The only other predictive information I have is simply a common refrain among trout fishermen that to predict a Hex hatch, “Look for a night as dark as the inside of your hat”. Combing through hatch dates that I have preserved I have looked for similarities. I thought the dark night thing was going to provide me the key, a much needed index to the hatches:

May 19 2018 Moon did not rise until 10:07 am. dark between 1 and 4
May 19, 2020 Moon did not rise until 4:28 a.m. dark between 1 and 4

Then I looked at the following hatch dates, which were big hatches:
May 28, 2018 Moon set at 5:30 a.m. 98% illumination (i.e. the moon was up and bright between 1 and 4 am!)
May 31, 2019 Moon rose at 4:15 am dark between 1 and 4, full moon and the sky was clear!

After continuing I found that dark nights in some cases mean something, but just the dates are almost as predictive. By far the best predictor I have is checking the grills and windshields of co-workers that travel around the reservoir in the morning. There is no better indicator than finding a fresh collection of mayflies in a co-workers grill. Also, the lights of Madison, Ridgeland area gas stations are fairly reliable for attracting some reservoir mayflies. The appearance of just one on a light is significant because they don’t hatch one at a time. If there’s one bug on a light, there’s a million somewhere else.

So a fly fisherman wanting to key in on an event that provides blitz type fishing for about 12 hours means keeping up with the hatch dates, watching for dark night-times, primarily in the 1 am to 4 am time period and paying attention to windshields and lights around the Rez. One caveat, do not depend on fellow fishermen. Once a fishermen is hip deep in a Hex hatch, he can’t be depended on to drop everything and go start calling everyone. And who can blame him.

But at least now I totally understand the old mayfly joke: Two mayflies sitting at a bar, girl mayfly turns to the boy mayfly, “Let me guess, you flew in last night, you only have 18 hours to live and you just want to have sex one time before you die.”
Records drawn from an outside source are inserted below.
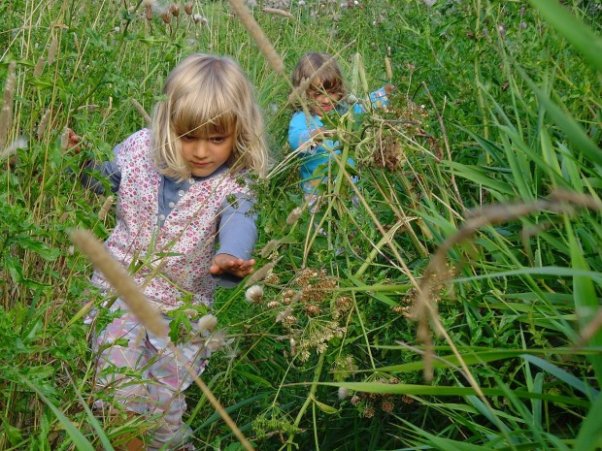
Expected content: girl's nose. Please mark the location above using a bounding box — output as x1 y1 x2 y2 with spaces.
194 139 207 158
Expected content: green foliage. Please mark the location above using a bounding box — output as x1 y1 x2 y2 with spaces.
0 0 602 450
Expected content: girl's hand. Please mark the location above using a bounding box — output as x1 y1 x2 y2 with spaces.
209 254 255 278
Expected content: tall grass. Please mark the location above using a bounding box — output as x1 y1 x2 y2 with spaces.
0 0 602 450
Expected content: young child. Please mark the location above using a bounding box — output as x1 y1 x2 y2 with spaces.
288 52 392 205
78 54 267 449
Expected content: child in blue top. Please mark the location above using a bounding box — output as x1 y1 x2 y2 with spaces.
288 52 391 203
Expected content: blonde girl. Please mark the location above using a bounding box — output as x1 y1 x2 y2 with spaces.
78 54 267 450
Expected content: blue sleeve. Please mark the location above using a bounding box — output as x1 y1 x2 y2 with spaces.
216 194 257 287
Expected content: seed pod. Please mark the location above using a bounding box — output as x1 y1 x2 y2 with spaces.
70 229 168 338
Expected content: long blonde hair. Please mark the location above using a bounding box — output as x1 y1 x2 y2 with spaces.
152 53 268 180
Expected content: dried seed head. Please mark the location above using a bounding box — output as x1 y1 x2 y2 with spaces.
98 196 115 221
197 314 217 334
229 0 284 75
131 97 152 124
70 229 168 338
33 56 46 78
46 34 59 66
263 6 294 19
245 285 263 304
363 406 375 418
245 260 278 287
264 272 280 285
205 330 233 353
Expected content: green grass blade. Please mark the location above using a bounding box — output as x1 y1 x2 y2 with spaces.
574 396 602 451
23 379 94 451
521 71 602 165
521 354 600 400
530 0 602 71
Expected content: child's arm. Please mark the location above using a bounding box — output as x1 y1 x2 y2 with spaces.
209 194 257 286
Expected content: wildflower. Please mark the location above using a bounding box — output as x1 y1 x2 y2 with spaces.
197 314 217 334
245 285 263 304
265 272 280 285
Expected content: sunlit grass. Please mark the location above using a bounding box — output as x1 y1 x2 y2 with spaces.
0 0 602 450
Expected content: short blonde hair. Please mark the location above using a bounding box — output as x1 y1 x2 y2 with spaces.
292 52 347 106
152 53 268 180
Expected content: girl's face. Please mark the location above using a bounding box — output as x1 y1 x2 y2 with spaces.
307 87 342 117
180 132 234 177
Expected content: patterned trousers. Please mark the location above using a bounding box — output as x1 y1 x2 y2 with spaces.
92 300 209 450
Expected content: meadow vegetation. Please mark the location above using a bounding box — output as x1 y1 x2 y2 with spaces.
0 0 602 451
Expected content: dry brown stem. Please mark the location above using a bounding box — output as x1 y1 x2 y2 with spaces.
70 229 167 338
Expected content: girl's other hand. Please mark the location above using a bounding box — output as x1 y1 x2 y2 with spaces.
209 254 255 278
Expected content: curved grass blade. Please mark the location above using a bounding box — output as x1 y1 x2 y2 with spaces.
575 396 602 451
530 0 602 71
521 354 600 400
23 379 94 451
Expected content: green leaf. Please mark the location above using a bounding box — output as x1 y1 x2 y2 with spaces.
530 0 602 71
23 378 94 451
521 354 600 400
520 70 602 165
574 395 602 451
313 397 338 415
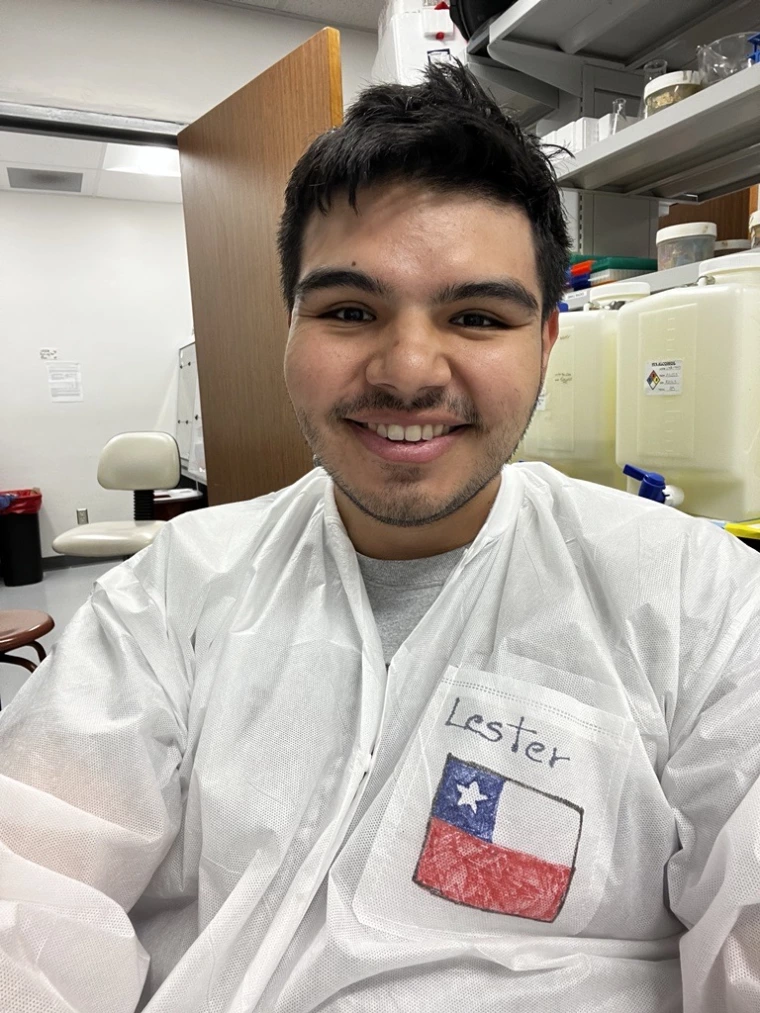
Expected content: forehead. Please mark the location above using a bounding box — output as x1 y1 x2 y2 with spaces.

The “Hex-a-Flex” mayfly pattern for the Barnett Reservoir mayfly hatch
Moose mane articulated abdomen
cream colored foam thorax sandwiched around a pink or cream dubbing
long, webby hackle in a parachute
abdomen and thorax/head length approximately two inches long

Postscript:

Well the bug showed up but it wasn’t on a windshield, his timing was off and he got slammed on the bumper instead. The end result was the same, from this bug on a bumper I knew the mayflies were hatching. The only problem was that the wind was blowing hard from the south and it was raining and promising to pour down.

And I found them, seemingly unbothered by the rain (below).

This big female dun was a true dun color but by the end of the day she would have turned brown. I am guessing the color is an indication of a new arrival, having emerged in the wee hours of the morning rather than before midnight.

The photo below shows both a female dun and some male imagoes which is an indication of a hatch the day before as well.

Even though the waves were pounding and a steady rain was falling, the bream were waiting on the bugs and were very willing. I put a nice mess in the basket and put the rest back. They seemed to particularly like my deer hair parachute (below).